28 Ekim 2014 tarihinde saat 12:00 sularında maden işçilerinin yemek molası verdiği saatlerde, önceden üretim yapılmış - eski imalat - olarak tabir edilen alanda birikmiş olan yaklaşık 10.000 metreküp su, üretim yapılan ve işçilerin çalıştığı bölgelere dolmuş ve 18 maden emekçisi su altında kalmıştır. Olay anından bu ana kadar yaklaşık olarak 72 saat geçmesine rağmen, işçilerin bulunduğu tahmin edilen bölümlere ve işçilere ulaşılamamıştır.
İşçiler Ölüyor, İktidar Seyrediyor!
6331 sayılı İş Sağlığı ve Güvenliği Kanunu'nun yürürlüğe girmesinden bugüne kadar yaşananlarla, kanunun ve uygulamalarının sloganı olarak belirlenen Güvenle Büyü Türkiye sözü İşçi Mezarlığı Türkiye söylemine dönüşmüştür.
Soma katliamının hemen ardından, başlangıçta 16 madde olarak hazırlanan ve kısa sürede tamamlanarak yürürlüğe sokulması planlanan Soma Yasası, ancak 5 ay sonra ve yaklaşık 160 maddeye ulaşan bir torba yasa olarak çıkarılmıştır.
Yasa, yeraltı maden işçilerinin ücretleri ve çalışma saatlerinde kısmi düzenlemeler dışında, böyle katliamların bir daha yaşanmaması için dersler çıkarılacak hiçbir metin içermemektedir.
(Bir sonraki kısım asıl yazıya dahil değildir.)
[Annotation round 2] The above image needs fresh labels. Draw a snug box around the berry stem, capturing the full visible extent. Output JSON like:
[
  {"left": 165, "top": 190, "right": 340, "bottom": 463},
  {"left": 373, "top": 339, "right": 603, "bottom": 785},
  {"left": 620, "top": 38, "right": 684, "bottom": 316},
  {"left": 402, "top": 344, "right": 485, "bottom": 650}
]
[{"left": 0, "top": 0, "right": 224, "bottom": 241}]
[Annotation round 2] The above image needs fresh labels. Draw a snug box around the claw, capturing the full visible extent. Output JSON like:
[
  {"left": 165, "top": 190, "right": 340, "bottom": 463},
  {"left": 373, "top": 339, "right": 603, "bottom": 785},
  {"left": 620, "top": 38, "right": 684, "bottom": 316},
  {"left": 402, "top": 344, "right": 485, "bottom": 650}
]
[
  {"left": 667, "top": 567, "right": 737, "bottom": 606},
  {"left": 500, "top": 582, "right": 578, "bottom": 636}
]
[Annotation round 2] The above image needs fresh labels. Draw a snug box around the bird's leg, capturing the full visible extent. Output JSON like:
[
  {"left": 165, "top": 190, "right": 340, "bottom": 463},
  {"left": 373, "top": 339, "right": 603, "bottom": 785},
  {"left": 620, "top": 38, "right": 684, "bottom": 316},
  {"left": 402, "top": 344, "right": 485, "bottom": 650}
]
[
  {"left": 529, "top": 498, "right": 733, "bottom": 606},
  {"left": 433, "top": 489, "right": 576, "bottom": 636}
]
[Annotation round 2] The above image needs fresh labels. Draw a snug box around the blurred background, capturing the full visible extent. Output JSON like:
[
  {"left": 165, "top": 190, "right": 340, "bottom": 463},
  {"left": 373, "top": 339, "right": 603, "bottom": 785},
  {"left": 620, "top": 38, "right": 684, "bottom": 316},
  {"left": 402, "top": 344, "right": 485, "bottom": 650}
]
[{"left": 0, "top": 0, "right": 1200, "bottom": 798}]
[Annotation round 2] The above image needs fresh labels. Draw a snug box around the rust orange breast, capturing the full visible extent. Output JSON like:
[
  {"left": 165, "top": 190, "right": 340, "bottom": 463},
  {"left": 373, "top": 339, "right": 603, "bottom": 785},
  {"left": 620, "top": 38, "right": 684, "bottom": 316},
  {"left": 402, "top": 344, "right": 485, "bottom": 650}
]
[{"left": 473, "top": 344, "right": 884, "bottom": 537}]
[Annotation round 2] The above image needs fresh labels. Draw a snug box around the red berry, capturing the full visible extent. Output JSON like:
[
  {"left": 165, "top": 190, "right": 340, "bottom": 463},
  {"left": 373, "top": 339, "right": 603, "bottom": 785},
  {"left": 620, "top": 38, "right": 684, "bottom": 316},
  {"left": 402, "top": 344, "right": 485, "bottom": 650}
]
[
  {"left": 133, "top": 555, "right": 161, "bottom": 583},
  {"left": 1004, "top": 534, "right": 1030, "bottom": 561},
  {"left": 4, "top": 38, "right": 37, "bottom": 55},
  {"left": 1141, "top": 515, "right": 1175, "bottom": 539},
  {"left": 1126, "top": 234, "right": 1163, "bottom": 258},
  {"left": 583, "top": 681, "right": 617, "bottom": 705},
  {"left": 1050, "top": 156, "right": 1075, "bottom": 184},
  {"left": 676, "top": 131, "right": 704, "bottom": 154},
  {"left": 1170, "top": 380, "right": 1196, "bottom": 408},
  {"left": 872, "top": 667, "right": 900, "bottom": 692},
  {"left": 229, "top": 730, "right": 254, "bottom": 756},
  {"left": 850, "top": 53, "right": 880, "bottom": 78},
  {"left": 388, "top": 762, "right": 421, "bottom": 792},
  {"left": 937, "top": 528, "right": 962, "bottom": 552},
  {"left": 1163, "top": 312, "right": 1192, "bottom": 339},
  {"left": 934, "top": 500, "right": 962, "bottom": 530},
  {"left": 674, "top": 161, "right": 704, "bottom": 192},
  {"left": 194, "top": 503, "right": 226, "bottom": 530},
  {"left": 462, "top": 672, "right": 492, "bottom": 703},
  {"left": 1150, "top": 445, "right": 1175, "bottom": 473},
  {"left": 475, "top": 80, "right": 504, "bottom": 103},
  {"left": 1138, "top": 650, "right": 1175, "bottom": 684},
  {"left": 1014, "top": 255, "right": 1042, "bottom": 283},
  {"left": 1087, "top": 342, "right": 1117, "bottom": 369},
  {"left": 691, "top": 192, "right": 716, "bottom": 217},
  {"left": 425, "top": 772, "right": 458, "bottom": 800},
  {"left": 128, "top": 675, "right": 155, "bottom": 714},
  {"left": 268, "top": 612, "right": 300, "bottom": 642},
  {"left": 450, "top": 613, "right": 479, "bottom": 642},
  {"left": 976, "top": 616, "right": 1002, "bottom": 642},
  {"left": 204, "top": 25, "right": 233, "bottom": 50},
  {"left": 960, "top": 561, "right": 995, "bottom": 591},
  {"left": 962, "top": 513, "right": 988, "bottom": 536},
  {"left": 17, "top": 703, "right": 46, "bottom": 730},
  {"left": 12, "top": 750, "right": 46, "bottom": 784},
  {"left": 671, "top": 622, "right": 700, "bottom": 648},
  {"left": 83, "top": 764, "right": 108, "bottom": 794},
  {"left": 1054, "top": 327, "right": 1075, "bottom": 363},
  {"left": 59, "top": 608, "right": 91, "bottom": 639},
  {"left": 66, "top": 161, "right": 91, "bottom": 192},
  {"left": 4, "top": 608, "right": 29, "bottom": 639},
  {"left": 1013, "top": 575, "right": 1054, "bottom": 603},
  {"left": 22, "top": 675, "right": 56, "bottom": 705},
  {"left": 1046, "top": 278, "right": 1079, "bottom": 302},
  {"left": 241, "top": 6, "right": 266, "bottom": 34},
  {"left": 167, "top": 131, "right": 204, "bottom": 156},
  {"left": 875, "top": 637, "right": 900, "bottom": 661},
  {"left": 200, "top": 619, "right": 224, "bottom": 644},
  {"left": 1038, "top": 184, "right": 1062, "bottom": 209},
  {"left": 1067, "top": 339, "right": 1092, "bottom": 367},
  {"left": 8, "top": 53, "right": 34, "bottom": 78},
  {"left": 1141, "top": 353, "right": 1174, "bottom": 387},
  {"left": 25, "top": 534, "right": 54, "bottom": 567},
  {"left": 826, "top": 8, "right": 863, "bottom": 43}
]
Bu torba yasa ile aslında maden emekçilerine; eğer şanslı isen, patronun işyerini kapatma blöfünü çekmemişse ve çalışmaya devam ediyorsan, servis ve yemek ücretini cebinden ödeyip iki asgari ücretle ölmeye devam et denmiştir.
Ermenek faciasından sonra kamuoyuna yansıyanlar; işveren baskısı, işçilerin açlık veya madende ölme ikilemi arasında kalarak köle gibi çalıştırılması olmuştur. 12 yıllık AKP iktidarı ile daha da pervasızlaşan sermaye ve iktidarı, işçilerin, emekçilerin kanı üzerinden beslenmeye devam etmektedir. AKP iktidarının sadık sürdürücüsü olduğu neoliberal politikalar ve uygulamalar bu iş cinayetlerinin başlıca nedenidir. Ucuz işgücü ve emek sömürüsü üzerine kurulmuş sermaye birikim modeli sürdürüldüğü müddetçe bu katliamlar devam edecektir. Bu vahşi kapitalizm uygulamalarına bir an önce son verilmelidir.
TMMOB ve bağlı odalarımız, bugüne kadar halkımızın yaşamını olumsuz olarak etkileyen tüm yasa ve uygulamalara karşı bilim ve tekniğin ışığında önerilerde bulundu ve iktidarı uyardı. Ancak bu uyarılar siyasi iktidar tarafından asla dikkate alınmadı. Bu ülkede işçi sağlığı ve iş güvenliği sistemi bugün itibarı ile tümüyle çökmüştür!
Her zaman söyledik, yine söylüyoruz:
İş cinayetlerinin, iş kazalarının ve meslek hastalıklarının önüne geçilebilmesi için işyerlerinde önce insan, önce sağlık, önce iş güvenliği anlayışı yerleştirilmelidir. Cinayetlerin sorumluları işyerinde gerekli tedbirleri almayan işverenler, yasal düzenlemeleri ve ikincil mevzuatları olması gerektiği gibi hazırlamayanlar ve gerekli denetimleri yapmayan ilgili bakanlıktır.Çalışma hayatının yeniden düzenlenmesi, çalışma şartlarının iyileştirilmesi, işçi ölümlerinin durdurulması için mücadele etmek, kendini emekten yana konumlandıran TMMOB'nin tarihi görevidir.
Siyasi iktidar, TMMOB'nin ve bağlı odalarının sözünü dinlemek, algılamak ve daha önemlisi hayata geçirmek zorundadır.İş cinayetleri kader değildir!İş cinayetleri engellenebilir, yeter ki bilimin ve tekniğin gereği yapılsın!
Biz iyi biliyoruz:
Bu cinayetlerin son bulması, ancak ve ancak işçilerin, emekçilerin ve tüm halkımızın kendilerini ilgilendiren tüm konularda söz, yetki ve karar hakkının olduğu eşit, özgür ve demokratik bir Türkiye ile mümkündür.
Siyasi iktidara ve temsilcilerine bir kez daha söylüyoruz.
En azından ahlaki olarak ve sorumluluklarınız gereği derhal görevlerinizi terk ediniz.
Kaza değil cinayet, kader değil katliam!